The next play was Hamlet, about what our lecturer
called “interiority”, “the most talkative character in the Shakespeare world”;
“a revenge play, a theme popular in the 1590s.”
In our group discussion, participants didn’t like
the circa 1914 costumes and hairstyles for Hamlet but loved the basic
presentation and the language and humour.
Jonathan Goad who played Hamlet was our guest the
next day. He talked about the challenge of Hamlet; “it’s not about the 1500
lines, it’s the 1500 moments, the quality of the emotional journey.” “You’re playing the same story every night,
but not playing it in the same way.”
Also in the Alchemist, he said the Jonson play is
more difficult because of the language. “It’s a domino effect if you stumble on
a word, and everyone falls down.”
He loves the theatre because it’s a live experience
“between actor and actor, and actor and audience”, even though there are
coughers and other noisy audience members he has to work around.
“You must know the text so well you can forget
it…You need to be in the underwear of your character.”
Our guests the next day were Ben Carlson and Deborah
Hay, a married couple playing the leads in the Taming of the Shrew. They said
the imagery in the play is that of falconry. “They are both outrageously tired
and hungry together…The bird is still wild, but they have an alliance. In
Shakespeare’s time that would have been common knowledge.”
Actor Mike Shara who we saw in three plays on the Festival
stage was our guest for the first time.
He said that at the end of high school he was
drafted to play baseball, and that’s what he wanted to do. He took one drama
course in high school because he needed an arts course and couldn’t draw or
play music.
He auditioned for a few acting schools, one accepted
him and then kicked him out. “They were trying to teach discipline and I was
there for a good time. It was a good eye opener.”

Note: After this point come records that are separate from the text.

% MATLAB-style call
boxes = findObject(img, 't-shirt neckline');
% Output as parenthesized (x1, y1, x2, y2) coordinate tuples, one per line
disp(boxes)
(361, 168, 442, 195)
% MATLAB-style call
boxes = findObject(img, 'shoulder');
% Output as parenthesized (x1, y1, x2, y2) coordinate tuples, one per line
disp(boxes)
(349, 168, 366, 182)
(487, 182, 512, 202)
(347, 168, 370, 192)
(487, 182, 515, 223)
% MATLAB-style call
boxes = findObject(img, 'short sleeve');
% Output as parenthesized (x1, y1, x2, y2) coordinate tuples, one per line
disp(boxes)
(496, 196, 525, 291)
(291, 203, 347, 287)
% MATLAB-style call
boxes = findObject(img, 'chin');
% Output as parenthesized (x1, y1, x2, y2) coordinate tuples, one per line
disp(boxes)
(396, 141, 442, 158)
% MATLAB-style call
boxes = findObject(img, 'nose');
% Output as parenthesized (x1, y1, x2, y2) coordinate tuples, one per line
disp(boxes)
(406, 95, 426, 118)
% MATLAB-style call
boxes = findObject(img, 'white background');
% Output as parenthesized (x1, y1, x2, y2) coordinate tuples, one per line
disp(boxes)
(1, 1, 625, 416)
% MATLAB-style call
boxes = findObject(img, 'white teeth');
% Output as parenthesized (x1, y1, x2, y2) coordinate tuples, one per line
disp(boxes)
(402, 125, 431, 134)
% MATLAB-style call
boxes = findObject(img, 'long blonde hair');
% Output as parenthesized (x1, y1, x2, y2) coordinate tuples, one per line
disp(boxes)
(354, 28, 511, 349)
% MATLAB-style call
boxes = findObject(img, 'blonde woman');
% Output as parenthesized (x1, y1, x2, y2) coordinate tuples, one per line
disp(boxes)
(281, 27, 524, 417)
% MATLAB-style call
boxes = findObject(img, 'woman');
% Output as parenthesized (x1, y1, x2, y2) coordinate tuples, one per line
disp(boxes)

His first acting job with at the Citadel Theatre in
Edmonton with the late Robin Phillips. “He really turned me into an actor…To be
with Robin in that room, I knew I was with somebody who knew how to do it. He
put me on the right track.”
In Hamlet, he has a two-hour break within the play.
“I spent that time learning my lines from Love’s Labour’s Lost,” he said.
“Acting gets harder as you get older. You agonize more. You expect more, you
want more. You realize how much harder it is to do these plays well. What I
find challenging in Shakespeare is to speak these articulate lines and make it
appear that you just thought of it. He’s an amazing playwright.”
“It’s a
singular experience to be on that stage when the theatre is full or almost
full. To be in Hamlet in front of 2,000 people is very freeing. It’s three
dimensional; it’s hard to disappear. I find it really liberating.”
He likes physical acting and movement, not “park and
bark” Shakespeare, he said. I hadn’t heard that expression before but I love it
because it’s what I dislike to watch myself – and fortunately ‘park and bark’
was nowhere to be found at Stratford this summer.